Vulture funds attracted by fresh growth
 I am not referring to the vulture funds who have been virtually gifted massive loan books by Nama and some of the other banks that were not caught in the tentacles of Nama, but rather to some of the trade unions who have emerged from the woodwork in recent weeks and who are now making outrageous pay claims.
I allude to the fact that the Government may be to blame because, in the run-up to the election, it trumpeted the great job it has done in creating the fastest- growing economy in the EU.
Indeed, one need only look back at the words of the Taoiseach at the World Economic Forum in Davos in January to see just how arrogant the government had become in the run-up to the election.
The economy has been doing well over the past 18 months, but not that well. The Government never really admitted to the fact that external factors were hugely instrumental in pulling the economy out of the morass and, more importantly, that there are still massive and very expensive problems to work through.
Housing, health, law and order, infrastructure, regional growth, and dangerous levels of sovereign debt all come to mind. Not surprisingly, elements of the trade union movement have jumped on the growth bandwagon and want to get a slice of the action.
Expectations should have been, and more importantly now need to be, managed carefully. There are many threats lurking in the undergrowth.
The National Bus and Rail Workers’ Union has lodged a pay deal of up to 25%, which was inspired by the deal the Luas drivers are reported to be getting. The public who use these transport services will simply end up picking up the tag, as is always the case.
Do the unions care? Not in the least! Amazingly, councillors are now reportedly looking for a 40% pay hike.
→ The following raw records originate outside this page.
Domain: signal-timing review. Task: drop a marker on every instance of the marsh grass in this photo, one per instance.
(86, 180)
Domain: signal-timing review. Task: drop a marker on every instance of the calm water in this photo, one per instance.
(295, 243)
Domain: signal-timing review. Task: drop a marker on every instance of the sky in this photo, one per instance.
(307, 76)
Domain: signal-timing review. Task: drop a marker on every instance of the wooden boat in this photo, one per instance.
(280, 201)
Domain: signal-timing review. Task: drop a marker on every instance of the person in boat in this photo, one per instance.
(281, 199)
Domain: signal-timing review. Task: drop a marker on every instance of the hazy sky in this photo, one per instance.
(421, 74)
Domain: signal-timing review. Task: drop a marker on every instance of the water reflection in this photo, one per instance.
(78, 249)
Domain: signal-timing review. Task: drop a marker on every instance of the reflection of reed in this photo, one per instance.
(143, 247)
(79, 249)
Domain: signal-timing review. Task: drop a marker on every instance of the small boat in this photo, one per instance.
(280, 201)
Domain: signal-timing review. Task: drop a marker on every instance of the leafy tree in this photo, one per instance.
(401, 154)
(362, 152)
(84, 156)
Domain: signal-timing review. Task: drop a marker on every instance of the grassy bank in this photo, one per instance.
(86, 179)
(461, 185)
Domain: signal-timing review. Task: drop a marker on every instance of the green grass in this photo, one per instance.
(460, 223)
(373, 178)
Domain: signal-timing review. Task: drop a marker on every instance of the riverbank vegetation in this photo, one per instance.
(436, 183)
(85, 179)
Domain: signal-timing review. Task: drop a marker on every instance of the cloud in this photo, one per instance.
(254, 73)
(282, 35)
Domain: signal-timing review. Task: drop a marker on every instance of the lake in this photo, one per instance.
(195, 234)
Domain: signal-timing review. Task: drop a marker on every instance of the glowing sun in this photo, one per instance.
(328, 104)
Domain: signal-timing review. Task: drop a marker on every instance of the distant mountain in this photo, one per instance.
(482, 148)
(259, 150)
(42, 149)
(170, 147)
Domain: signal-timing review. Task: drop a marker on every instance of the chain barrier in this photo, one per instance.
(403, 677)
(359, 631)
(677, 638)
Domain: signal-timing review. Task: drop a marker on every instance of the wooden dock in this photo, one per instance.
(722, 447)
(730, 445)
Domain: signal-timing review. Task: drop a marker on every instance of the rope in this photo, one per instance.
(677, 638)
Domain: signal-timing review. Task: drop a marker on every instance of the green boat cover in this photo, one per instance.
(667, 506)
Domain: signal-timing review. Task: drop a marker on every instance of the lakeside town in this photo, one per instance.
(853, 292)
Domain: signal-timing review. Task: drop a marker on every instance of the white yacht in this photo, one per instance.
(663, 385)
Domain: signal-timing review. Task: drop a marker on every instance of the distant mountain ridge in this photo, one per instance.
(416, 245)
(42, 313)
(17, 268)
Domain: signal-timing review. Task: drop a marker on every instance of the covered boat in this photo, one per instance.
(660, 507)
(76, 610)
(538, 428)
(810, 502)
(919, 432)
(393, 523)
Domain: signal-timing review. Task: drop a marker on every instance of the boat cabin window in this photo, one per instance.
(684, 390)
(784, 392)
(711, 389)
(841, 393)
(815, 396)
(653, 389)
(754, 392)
We can take it as given that many other unions will follow suit over the coming weeks and months.
The fear is that we are now threatening to go into the sort of wage spiral that was so instrumental in creating the situation in 2007 that resulted in the total implosion of the economy.
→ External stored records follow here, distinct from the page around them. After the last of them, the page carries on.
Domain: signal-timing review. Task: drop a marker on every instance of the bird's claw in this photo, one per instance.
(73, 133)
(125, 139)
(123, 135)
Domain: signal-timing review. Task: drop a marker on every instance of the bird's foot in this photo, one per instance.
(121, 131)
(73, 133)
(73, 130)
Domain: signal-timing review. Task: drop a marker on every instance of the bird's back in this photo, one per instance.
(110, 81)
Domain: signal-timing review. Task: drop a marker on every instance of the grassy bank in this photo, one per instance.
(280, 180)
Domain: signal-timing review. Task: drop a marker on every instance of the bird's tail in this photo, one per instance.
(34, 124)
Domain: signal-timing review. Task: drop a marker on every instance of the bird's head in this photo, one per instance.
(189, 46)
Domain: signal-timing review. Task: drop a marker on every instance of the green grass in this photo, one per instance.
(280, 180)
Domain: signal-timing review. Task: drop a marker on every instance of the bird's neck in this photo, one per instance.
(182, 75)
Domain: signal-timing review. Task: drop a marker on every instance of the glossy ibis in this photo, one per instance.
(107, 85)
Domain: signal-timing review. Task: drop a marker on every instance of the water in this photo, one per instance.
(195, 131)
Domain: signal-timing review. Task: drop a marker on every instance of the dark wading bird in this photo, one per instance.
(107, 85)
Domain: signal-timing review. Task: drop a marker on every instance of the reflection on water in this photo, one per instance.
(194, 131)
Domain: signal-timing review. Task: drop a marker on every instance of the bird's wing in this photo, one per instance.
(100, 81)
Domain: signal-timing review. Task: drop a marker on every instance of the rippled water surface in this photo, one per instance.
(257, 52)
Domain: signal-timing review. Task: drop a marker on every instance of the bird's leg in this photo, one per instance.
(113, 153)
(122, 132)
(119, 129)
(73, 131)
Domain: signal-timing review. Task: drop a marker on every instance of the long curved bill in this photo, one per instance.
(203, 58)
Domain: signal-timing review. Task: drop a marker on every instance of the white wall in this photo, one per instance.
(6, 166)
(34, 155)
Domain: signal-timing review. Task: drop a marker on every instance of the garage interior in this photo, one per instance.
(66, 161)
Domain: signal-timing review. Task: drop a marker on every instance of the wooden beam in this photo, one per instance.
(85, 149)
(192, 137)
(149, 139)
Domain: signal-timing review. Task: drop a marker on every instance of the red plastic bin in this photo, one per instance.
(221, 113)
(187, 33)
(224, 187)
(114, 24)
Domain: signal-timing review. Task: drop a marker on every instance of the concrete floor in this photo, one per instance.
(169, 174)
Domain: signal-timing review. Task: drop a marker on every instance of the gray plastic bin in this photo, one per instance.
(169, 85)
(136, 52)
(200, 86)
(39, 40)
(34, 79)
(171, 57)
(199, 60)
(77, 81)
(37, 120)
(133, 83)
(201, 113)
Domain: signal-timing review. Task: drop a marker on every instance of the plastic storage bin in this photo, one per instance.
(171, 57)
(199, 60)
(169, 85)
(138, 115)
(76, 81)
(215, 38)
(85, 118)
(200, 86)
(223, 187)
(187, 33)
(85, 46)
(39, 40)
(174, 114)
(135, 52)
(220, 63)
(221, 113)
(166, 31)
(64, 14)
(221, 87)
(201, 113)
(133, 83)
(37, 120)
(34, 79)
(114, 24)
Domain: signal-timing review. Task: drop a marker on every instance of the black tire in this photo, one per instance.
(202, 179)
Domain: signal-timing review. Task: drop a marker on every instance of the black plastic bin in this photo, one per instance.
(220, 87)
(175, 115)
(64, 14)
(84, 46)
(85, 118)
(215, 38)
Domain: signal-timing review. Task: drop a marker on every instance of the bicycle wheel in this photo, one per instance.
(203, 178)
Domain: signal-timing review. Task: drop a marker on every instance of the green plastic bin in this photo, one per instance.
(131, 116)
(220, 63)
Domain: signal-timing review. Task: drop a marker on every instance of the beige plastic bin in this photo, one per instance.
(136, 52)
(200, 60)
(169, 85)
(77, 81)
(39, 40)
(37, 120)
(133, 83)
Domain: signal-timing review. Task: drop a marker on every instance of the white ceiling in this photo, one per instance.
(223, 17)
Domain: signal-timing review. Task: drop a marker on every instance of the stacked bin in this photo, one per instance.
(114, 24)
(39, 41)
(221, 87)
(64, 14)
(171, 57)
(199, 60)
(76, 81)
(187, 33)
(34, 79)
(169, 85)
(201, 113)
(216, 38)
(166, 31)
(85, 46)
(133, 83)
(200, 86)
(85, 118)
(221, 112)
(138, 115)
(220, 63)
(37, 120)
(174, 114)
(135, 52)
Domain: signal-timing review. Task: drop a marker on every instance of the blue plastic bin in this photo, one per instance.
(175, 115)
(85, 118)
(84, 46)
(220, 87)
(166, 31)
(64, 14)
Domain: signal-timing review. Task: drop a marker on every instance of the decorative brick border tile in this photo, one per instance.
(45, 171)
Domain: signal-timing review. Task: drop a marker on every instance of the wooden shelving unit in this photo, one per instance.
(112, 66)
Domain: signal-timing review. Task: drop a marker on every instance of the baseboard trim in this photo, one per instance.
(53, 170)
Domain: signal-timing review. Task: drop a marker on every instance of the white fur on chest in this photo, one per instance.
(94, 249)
If one looks at what is currently happening globally, one could get deeply concerned about the risks posed to the Irish economy of reverting to the sins of the past.
I already alluded to the external factors that have been so instrumental to Ireland’s growth recovery over the past couple of years.
Some of those factors are already starting to move in the wrong direction for Ireland.
Sterling has lost nearly 10% of its value against the euro since late last year, largely due to justifiable concerns and market nervousness in relation to Brexit. In the UK budget last week, the Treasury revised its growth forecast for the UK economy in 2016 down to just 2%.
There are also more serious attempts being made to curb oil supply, and we have seen a modest rise in oil prices in recent weeks, and this is already being felt at the petrol and diesel pumps here.
All of these factors represent headwinds for the Irish economy, and if they persist or get stronger, the gloss could certainly be taken off Ireland’s growth.
There are, of course, also the ongoing attempts to solve the year-long EU migration crisis. A bold attempt is now being made to turn back migrants seeking to reach the Greek islands.
There are serious reservations about the legality and, indeed, ultimate effectiveness of these measures, but most worrying from a longer-term perspective, this crisis has more than anything else highlighted the difficulty of policy-making at EU level.
Can one imagine how much weaker the EU would become without the UK in its ranks?
We need to be careful about how we behave in the current economic upswing. That will determine how we will be forced to behave when — not if — the next economic shock hits us. It is unfortunate that, just when we need strong and stable government, we have anything but.